>>24828111
I think this is all very sound advice. Even if it's not eternal dogmatic truth, it will lead to better writing than trying to force prose into a sort of VR experience that invites readers into your beautiful mind palace. Amateur writing always feels like a desperate attempt to communicate 'the movie in your head', instead of focusing on the words on the page. But!
>I've read far too much prose that made me think "can we move on already?" This is especially true with older novels.

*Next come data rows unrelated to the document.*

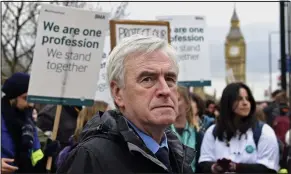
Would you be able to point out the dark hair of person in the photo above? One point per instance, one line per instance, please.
(199, 102)
(225, 126)
(276, 92)
(209, 102)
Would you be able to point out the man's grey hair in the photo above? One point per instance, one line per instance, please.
(131, 45)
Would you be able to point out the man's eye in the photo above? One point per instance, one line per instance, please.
(170, 79)
(147, 79)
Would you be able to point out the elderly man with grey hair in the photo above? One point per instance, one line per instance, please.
(142, 73)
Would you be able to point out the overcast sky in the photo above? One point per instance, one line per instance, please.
(217, 14)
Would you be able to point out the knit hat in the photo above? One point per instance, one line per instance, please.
(16, 85)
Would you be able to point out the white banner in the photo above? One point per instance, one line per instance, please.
(189, 37)
(126, 30)
(103, 90)
(67, 55)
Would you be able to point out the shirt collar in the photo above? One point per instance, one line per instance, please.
(149, 141)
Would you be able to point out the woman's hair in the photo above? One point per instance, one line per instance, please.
(183, 92)
(260, 115)
(225, 125)
(200, 104)
(281, 97)
(86, 114)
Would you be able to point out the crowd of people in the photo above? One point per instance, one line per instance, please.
(157, 126)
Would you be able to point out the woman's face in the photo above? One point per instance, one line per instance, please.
(242, 105)
(194, 107)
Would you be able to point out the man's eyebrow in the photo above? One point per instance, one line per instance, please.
(152, 73)
(171, 74)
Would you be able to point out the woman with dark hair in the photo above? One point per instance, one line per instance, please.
(238, 142)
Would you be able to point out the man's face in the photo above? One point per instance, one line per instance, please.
(21, 102)
(150, 96)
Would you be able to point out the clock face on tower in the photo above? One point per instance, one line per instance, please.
(234, 51)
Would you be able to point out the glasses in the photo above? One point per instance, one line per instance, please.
(24, 97)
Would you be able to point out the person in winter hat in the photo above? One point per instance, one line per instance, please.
(20, 147)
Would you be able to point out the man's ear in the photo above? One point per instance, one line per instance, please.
(117, 94)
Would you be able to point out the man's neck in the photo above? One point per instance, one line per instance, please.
(180, 122)
(156, 133)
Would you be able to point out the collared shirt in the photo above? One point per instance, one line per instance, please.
(149, 141)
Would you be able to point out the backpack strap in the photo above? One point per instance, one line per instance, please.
(257, 132)
(214, 132)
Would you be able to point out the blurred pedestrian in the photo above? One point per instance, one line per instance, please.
(20, 147)
(186, 126)
(238, 142)
(84, 116)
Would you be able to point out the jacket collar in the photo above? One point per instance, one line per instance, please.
(113, 123)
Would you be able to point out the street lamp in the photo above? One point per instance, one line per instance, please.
(270, 59)
(270, 56)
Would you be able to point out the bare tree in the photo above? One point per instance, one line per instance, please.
(19, 28)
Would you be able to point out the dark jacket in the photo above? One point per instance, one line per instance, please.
(67, 125)
(109, 145)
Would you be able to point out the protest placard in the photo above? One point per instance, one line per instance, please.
(103, 90)
(189, 38)
(67, 55)
(120, 29)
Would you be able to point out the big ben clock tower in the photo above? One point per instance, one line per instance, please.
(235, 51)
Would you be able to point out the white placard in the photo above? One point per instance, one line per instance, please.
(67, 55)
(126, 30)
(120, 29)
(189, 37)
(103, 90)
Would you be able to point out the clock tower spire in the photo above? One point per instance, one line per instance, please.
(235, 51)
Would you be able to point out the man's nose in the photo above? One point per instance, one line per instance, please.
(163, 87)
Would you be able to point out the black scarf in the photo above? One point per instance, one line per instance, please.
(15, 119)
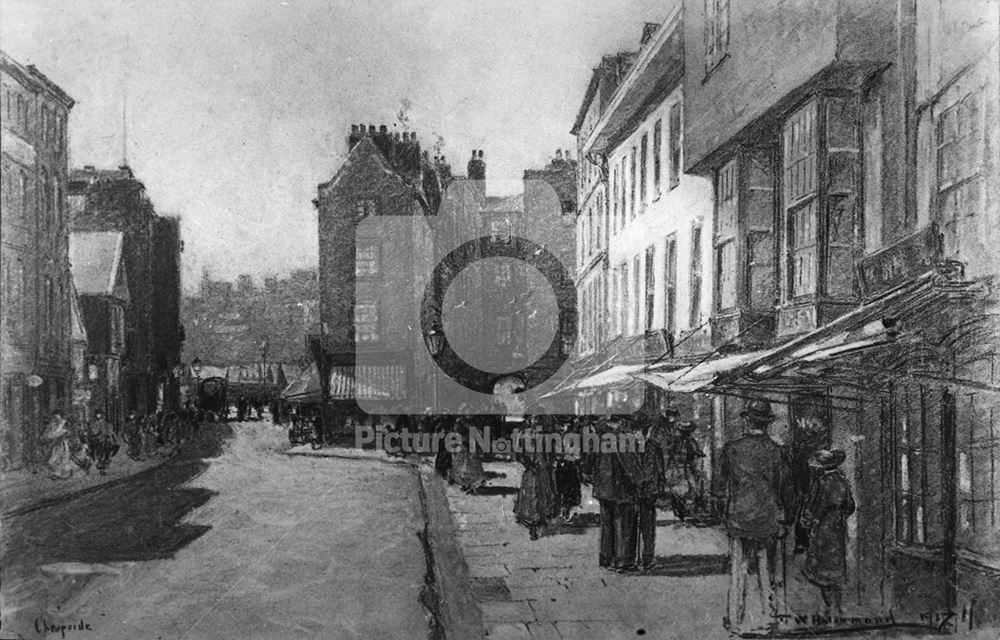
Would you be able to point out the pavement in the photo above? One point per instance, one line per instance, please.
(552, 588)
(234, 539)
(23, 490)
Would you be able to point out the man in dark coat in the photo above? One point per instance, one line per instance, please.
(615, 494)
(647, 473)
(752, 479)
(827, 508)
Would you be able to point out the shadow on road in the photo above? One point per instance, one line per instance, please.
(134, 521)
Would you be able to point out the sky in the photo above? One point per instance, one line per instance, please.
(236, 110)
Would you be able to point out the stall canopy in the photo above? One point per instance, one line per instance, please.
(698, 376)
(377, 383)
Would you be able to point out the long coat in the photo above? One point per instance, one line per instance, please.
(829, 505)
(752, 478)
(536, 500)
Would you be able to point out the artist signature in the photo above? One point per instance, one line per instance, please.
(43, 626)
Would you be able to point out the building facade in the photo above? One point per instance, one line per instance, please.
(385, 173)
(226, 325)
(115, 200)
(101, 281)
(37, 290)
(855, 201)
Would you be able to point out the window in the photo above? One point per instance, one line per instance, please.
(626, 298)
(365, 207)
(503, 330)
(650, 287)
(643, 182)
(657, 157)
(366, 323)
(977, 440)
(367, 259)
(727, 213)
(716, 32)
(632, 185)
(799, 140)
(670, 284)
(675, 144)
(959, 161)
(695, 319)
(636, 293)
(614, 200)
(23, 194)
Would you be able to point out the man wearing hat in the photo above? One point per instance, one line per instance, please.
(751, 480)
(682, 461)
(827, 508)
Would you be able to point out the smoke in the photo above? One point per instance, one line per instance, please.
(403, 115)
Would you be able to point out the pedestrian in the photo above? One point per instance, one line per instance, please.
(60, 463)
(566, 472)
(466, 468)
(536, 498)
(683, 471)
(752, 481)
(650, 484)
(615, 495)
(133, 436)
(103, 442)
(827, 508)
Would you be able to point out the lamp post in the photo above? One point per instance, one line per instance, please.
(434, 340)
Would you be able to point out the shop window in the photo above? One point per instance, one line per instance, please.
(918, 425)
(670, 284)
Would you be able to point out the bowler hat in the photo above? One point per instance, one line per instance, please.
(758, 411)
(686, 427)
(828, 458)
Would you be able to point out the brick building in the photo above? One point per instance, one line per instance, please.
(385, 173)
(115, 200)
(37, 289)
(226, 325)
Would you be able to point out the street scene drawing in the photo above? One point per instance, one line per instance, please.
(507, 320)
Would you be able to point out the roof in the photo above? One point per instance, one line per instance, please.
(96, 262)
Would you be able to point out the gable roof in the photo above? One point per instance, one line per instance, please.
(96, 263)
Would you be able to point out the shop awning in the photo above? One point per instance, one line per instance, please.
(698, 376)
(885, 337)
(613, 377)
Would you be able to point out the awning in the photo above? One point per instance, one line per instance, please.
(378, 382)
(614, 377)
(698, 376)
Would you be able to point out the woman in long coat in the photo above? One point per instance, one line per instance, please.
(466, 467)
(829, 505)
(536, 499)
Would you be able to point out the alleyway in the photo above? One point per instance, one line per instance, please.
(235, 540)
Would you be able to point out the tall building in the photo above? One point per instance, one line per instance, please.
(226, 326)
(853, 155)
(104, 200)
(37, 290)
(385, 173)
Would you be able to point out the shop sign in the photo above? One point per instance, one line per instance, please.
(900, 262)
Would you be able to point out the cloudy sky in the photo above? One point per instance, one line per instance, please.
(237, 109)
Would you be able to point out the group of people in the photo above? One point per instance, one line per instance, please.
(77, 448)
(756, 484)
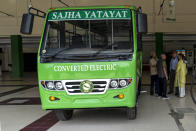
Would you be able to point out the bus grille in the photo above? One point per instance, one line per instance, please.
(73, 87)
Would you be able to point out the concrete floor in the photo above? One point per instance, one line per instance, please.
(154, 114)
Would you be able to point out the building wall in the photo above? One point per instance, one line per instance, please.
(185, 14)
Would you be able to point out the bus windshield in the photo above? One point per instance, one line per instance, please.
(89, 38)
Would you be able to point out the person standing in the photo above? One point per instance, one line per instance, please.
(153, 72)
(173, 64)
(163, 77)
(180, 79)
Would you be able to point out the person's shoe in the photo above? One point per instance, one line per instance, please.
(165, 98)
(170, 92)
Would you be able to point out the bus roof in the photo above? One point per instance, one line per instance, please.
(92, 7)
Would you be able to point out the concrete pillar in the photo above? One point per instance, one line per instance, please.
(17, 56)
(159, 43)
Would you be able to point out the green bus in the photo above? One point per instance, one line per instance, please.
(89, 57)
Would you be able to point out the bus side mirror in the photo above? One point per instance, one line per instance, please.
(142, 25)
(27, 23)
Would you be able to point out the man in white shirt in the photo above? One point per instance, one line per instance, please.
(153, 72)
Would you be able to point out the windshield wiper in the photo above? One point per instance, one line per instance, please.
(53, 55)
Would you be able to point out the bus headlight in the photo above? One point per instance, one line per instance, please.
(120, 83)
(114, 84)
(50, 85)
(58, 85)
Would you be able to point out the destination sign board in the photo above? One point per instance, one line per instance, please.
(100, 14)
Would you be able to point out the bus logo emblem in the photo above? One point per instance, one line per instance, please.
(86, 86)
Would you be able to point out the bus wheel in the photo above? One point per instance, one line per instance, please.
(64, 115)
(132, 113)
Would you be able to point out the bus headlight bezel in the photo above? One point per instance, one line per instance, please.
(53, 85)
(58, 85)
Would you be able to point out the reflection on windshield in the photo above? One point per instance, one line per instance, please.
(88, 37)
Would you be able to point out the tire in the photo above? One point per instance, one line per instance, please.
(64, 115)
(132, 113)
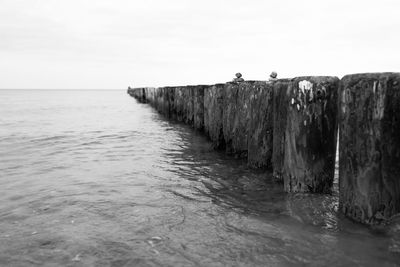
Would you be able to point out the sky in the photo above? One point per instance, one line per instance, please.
(113, 44)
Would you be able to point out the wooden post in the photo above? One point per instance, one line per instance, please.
(279, 111)
(213, 114)
(310, 134)
(198, 107)
(369, 158)
(260, 133)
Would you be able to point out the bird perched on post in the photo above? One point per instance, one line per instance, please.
(238, 78)
(273, 76)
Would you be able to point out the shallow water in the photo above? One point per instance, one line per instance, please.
(93, 178)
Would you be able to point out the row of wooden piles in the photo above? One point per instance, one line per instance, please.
(290, 127)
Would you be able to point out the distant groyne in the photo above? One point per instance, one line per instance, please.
(290, 127)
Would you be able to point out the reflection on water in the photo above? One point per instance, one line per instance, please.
(94, 178)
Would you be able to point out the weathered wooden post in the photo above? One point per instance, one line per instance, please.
(279, 111)
(310, 134)
(188, 107)
(213, 114)
(260, 131)
(369, 144)
(198, 107)
(236, 117)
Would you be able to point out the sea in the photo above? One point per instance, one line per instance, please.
(94, 178)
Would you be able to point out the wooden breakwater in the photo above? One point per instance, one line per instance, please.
(290, 127)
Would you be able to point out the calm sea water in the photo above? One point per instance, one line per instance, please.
(93, 178)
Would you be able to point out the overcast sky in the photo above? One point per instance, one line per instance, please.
(119, 43)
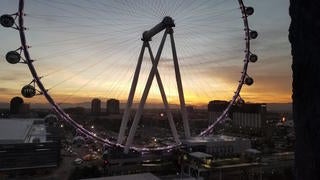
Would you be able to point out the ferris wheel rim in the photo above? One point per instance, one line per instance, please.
(81, 129)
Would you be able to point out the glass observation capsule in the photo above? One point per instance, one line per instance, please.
(7, 20)
(28, 91)
(13, 57)
(248, 81)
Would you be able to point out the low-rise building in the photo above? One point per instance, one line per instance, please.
(218, 145)
(24, 145)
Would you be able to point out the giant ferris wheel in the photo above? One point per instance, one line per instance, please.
(103, 47)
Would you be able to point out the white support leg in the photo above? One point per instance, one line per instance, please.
(125, 117)
(144, 96)
(164, 99)
(180, 89)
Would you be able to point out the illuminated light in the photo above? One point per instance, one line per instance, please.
(28, 91)
(248, 81)
(253, 58)
(7, 20)
(253, 34)
(13, 57)
(249, 11)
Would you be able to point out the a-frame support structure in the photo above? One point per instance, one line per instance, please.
(166, 25)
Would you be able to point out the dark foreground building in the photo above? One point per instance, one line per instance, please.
(24, 145)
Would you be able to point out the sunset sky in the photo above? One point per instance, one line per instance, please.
(87, 49)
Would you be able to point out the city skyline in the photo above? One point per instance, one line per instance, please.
(272, 73)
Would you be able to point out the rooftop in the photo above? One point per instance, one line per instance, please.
(20, 131)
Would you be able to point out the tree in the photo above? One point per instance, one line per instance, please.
(304, 35)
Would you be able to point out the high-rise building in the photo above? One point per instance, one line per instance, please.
(249, 117)
(96, 106)
(215, 109)
(113, 106)
(245, 118)
(16, 105)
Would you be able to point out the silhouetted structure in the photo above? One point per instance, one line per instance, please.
(305, 39)
(113, 106)
(26, 144)
(215, 109)
(96, 106)
(16, 104)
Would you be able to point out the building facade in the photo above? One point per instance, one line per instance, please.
(95, 106)
(113, 106)
(247, 118)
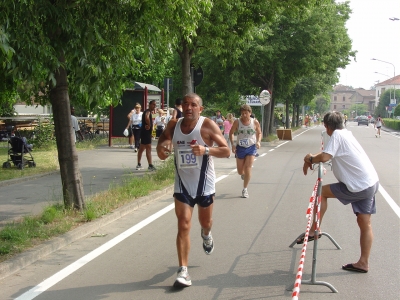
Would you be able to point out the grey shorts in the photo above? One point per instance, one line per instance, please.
(362, 202)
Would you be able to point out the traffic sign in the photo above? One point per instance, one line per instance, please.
(198, 76)
(265, 97)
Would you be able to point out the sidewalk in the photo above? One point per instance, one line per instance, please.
(100, 169)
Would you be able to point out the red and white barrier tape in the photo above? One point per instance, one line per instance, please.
(310, 210)
(297, 283)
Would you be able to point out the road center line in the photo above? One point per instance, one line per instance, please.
(390, 201)
(51, 281)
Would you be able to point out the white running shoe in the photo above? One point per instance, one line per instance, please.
(208, 243)
(183, 278)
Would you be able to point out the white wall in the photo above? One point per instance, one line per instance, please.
(22, 109)
(378, 91)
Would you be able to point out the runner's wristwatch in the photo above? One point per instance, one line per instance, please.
(207, 150)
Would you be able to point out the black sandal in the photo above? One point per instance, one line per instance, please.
(300, 240)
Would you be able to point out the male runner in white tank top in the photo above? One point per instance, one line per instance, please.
(247, 142)
(191, 138)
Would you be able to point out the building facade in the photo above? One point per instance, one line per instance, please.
(391, 83)
(344, 97)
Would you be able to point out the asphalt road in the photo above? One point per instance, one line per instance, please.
(135, 256)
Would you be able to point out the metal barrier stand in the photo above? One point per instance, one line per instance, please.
(313, 280)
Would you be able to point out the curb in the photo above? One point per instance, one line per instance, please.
(25, 259)
(22, 179)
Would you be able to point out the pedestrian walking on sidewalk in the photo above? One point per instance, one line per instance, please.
(192, 138)
(378, 125)
(248, 141)
(145, 136)
(358, 183)
(227, 128)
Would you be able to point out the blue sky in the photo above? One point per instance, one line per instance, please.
(373, 36)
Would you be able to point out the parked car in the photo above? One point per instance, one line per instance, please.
(362, 120)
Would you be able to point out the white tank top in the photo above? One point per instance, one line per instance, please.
(246, 134)
(194, 175)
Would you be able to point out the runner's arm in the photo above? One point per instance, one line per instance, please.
(258, 134)
(211, 134)
(164, 145)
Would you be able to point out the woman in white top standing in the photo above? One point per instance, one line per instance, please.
(248, 141)
(378, 125)
(160, 123)
(135, 125)
(227, 128)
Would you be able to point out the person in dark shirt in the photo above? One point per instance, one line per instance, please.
(177, 110)
(145, 136)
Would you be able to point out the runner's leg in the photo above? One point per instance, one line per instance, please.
(366, 239)
(184, 213)
(205, 218)
(247, 165)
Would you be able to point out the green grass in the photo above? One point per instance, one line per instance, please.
(55, 220)
(46, 159)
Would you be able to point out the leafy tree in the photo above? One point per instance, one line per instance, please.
(87, 47)
(384, 100)
(309, 43)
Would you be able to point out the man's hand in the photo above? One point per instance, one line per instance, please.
(307, 163)
(164, 149)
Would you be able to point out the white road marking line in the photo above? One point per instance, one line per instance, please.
(390, 201)
(51, 281)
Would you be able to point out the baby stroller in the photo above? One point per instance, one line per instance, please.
(19, 154)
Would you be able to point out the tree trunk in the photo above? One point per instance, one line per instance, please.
(287, 114)
(186, 56)
(71, 178)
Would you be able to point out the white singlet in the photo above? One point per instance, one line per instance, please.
(194, 175)
(246, 134)
(136, 119)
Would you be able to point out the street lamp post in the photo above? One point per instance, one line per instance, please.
(390, 95)
(394, 74)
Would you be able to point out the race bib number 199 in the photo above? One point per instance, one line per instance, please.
(186, 159)
(244, 142)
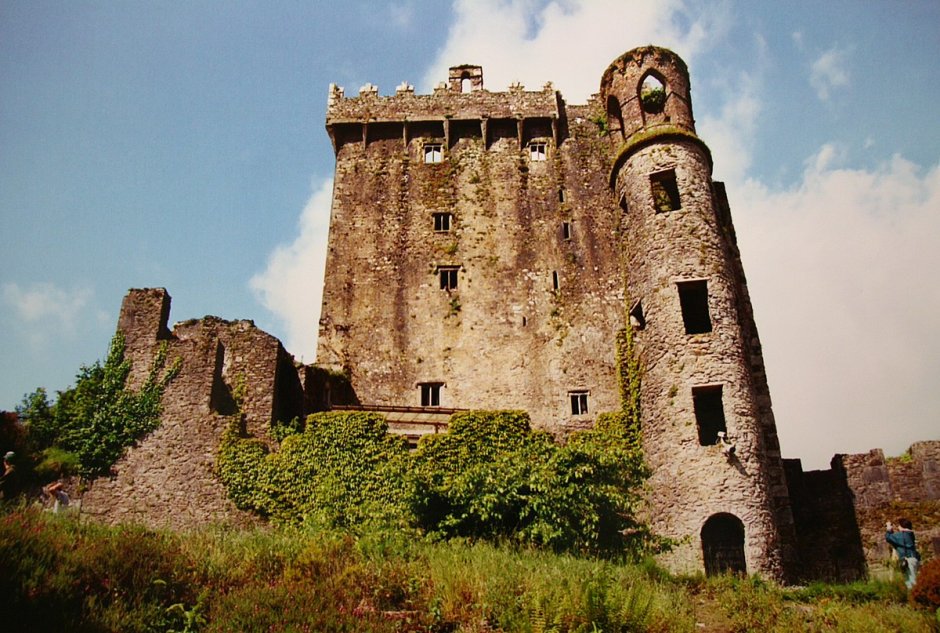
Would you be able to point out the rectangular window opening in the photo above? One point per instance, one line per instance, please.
(693, 297)
(709, 413)
(624, 206)
(442, 222)
(537, 151)
(430, 393)
(433, 152)
(578, 402)
(665, 191)
(448, 277)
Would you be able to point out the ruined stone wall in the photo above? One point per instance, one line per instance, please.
(828, 537)
(841, 512)
(505, 337)
(169, 477)
(886, 489)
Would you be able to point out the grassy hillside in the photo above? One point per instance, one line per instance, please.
(63, 575)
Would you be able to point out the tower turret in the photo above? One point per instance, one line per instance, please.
(708, 429)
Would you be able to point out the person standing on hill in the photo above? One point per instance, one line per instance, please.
(902, 539)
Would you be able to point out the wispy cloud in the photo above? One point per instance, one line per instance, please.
(44, 310)
(567, 43)
(829, 72)
(836, 267)
(402, 14)
(291, 286)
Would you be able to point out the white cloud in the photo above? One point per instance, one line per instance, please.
(730, 133)
(401, 14)
(568, 43)
(829, 72)
(44, 309)
(839, 269)
(292, 284)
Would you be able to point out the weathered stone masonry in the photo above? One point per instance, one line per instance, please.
(485, 251)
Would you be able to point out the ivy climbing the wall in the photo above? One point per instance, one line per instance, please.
(490, 477)
(343, 470)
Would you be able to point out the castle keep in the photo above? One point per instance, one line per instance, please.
(489, 250)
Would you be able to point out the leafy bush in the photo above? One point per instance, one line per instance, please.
(653, 99)
(97, 418)
(926, 591)
(492, 477)
(344, 469)
(489, 477)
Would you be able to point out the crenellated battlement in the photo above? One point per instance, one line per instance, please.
(455, 109)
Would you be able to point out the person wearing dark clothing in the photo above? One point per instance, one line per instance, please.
(902, 539)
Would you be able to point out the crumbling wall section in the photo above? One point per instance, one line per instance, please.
(885, 489)
(169, 478)
(828, 538)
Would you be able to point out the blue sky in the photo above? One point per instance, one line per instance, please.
(182, 145)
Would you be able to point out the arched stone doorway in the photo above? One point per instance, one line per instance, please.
(723, 545)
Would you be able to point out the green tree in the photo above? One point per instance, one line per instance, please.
(92, 423)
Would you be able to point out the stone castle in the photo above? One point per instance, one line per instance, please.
(487, 250)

I think older novels are the exception to what you're saying (as long as you can project yourself into the context of the people who originally read them). The literary theorist Frederic Jameson talks about a Balzac story that begins with a lengthy, detailed description of a nice house - no characters, no plot, just house facts. He makes the point that, today, a similar description would usually be given only through a character's eyes, as a description of what the house means to them emotionally, what memories it recalls. But in the early 19thC when Balzac was writing (says Jameson), because society was more coherent and communal, and people's experiences and desires more similar, it was as if that description already *was* being filtered through a character's eyes - the eyes of the collective consciousness of French middle-class society. They were all on the same page, and when Balzac fantasises about a neat garden or a cosy kitchen or whatever, his readers would have shared in the fantasy, felt the words evoke the same desires, and recalled the same struggles for prosperity in the recent past of their society. Whereas today, if a /wg/ anon gives us lengthy paragraphs of scene description, the raindrops dripping from the trees etc., it feels as remote from us as if they were describing the different varieties of half-elf in their private worldbuilding project.